Der auf der Trasse des ehemaligen Gütergleises West errichtete Radweg von circa 4,5 Kilometer Länge und 4 Meter Breite von Kiel-Hassee bis zur Universität und dem Holsteinstadion ist seit September 2019 fertig und lockt inzwischen täglich durchschnittlich 7.000 Radfahrer*innen zur Nutzung: Autofrei, staufrei, klimafreundlich, naturnah, entspannt und sicher.

Die Mitglieder des Radverkehrsbeirates waren begeistert von der durchgängigen Qualität des Weges, der nahezu kreuzungsfrei verläuft und auch viele Skater, Rollschuhfahrer*innen und Radfahranfänger*innen anzieht.

Dabei liegt die Velo-Rote 10 mit Kosten von circa 5 Millionen Euro deutlich unter dem für Radschnellwege üblichen Durchschnittswert von 1,5 Millionen Euro pro Kilometer.

Uwe Redecker berichtete, dass die Nutzer*innenzahlen jährlich steigen und die Kieler*innen ungeduldig auf die weitere Fortführung der Premiumroute drängen.
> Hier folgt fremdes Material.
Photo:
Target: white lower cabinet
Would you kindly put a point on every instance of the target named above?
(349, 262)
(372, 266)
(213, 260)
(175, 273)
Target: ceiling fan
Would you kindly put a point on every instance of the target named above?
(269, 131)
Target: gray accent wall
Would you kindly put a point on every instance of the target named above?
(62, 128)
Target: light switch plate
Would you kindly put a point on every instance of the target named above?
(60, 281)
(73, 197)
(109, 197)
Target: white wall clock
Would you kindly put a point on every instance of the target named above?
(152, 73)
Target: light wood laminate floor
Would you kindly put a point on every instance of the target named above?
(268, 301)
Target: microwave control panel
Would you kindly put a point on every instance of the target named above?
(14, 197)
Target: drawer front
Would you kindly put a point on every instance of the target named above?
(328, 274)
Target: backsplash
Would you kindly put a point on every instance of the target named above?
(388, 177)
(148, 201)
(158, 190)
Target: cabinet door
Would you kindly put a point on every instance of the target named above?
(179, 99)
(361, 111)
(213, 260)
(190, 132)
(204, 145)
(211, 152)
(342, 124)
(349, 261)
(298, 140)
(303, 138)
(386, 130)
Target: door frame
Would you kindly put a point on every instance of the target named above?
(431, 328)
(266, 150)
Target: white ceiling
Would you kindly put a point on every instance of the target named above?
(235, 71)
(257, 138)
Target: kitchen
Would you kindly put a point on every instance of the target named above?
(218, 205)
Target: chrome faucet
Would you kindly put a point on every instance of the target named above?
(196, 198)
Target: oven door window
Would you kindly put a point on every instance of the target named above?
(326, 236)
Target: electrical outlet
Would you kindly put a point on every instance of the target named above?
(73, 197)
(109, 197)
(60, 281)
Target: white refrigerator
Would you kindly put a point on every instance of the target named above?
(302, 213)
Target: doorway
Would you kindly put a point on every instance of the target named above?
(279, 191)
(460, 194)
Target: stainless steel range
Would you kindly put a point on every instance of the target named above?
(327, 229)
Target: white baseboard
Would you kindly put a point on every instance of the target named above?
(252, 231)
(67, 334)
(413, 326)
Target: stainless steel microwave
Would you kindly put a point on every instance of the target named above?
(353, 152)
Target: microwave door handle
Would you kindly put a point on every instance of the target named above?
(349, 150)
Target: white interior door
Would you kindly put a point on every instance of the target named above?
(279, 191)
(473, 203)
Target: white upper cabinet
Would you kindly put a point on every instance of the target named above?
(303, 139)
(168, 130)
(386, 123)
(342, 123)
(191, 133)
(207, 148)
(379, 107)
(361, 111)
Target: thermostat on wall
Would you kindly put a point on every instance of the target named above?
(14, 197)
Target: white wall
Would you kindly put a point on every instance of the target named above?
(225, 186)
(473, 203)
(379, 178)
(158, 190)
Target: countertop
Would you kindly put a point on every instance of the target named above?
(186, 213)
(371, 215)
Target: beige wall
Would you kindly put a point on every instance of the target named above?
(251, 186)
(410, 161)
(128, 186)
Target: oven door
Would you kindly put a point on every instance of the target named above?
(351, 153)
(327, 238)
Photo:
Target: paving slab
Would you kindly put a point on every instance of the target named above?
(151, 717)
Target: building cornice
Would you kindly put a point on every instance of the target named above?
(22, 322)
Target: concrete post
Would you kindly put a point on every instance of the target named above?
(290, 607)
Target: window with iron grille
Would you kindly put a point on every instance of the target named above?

Weitere sollen folgen.

"Man konnte – selbst bei trübem Wetter – sehen, wie gut sichere und attraktive Fahrradinfrastruktur angenommen wird, wie sie sich positiv auf das gesamte Verkehrssystem auswirkt und Lust auf mehr macht", so Zeruja Hohmeier, Radverkehrsbeauftragte des Kreises und Vorsitzende des Radverkehrsbeirates, die diese Exkursion organisiert hatte.

Und Hans-Jürgen Maass, stellvertretender Vorsitzender des Radverkehrsbeirates, sah sich bestätigt in seiner Auffassung, dass insbesondere die Führung der Route im Grünen, abseits des Autoverkehrs ein wesentlicher Erfolgsfaktor für die Veloroute 10 darstellt: "Man sieht allen Radfahrenden an, wie viel Spaß das Fahren hier macht: Alle sind bester Laune und entspannt."

Diese Qualität wünscht er sich auch für den geplanten Radschnellweg Hamburg - Bad Bramstedt, zu dem aktuell gerade eine Kosten-/Nutzen-Analyse erstellt wird.

Neu für die Beiratsmitglieder war auch die konsequente Verwendung der sogenannte "Piktogrammkette: Ein auf der Fahrbahn aufgemaltes Fahrrad-Piktogramm in circa 30-Meter-Abständen überall dort, wo kein baulich getrennter Radweg oder eine sogenannte "protected bikelane" möglich war, um den Autofahrer*innen deutlich zu signalisieren, dass die Fahrbahn im rücksichtsvollen Miteinander mit Radfahrer*innen geteilt wird – was erstaunlich gut funktioniert.

Nach Exkursionen nach Dänemark (Kopenhagen), die Niederlande (Utrecht) und nun Kiel zeigt sich, dass eine fahrradfreundliche Stadt beziehungsweise Region kein Hexenwerk (wohl aber viel Arbeit und ein jahrzehntelanger Prozess) ist, sondern Ergebnis professioneller Planung, klaren verkehrspolitischen Prioritäten und engagierten und beharrlichen Akteuren in Politik und Verwaltung.

Auf jeden Fall motivierten die guten Beispiele aus der Praxis die Exkursionsteilnehmer*innen sich weiterhin engagiert für mehr und besseren Radverkehr im Kreis einzusetzen, der in Zeiten der Klima- und Energiekrise wichtiger denn je ist.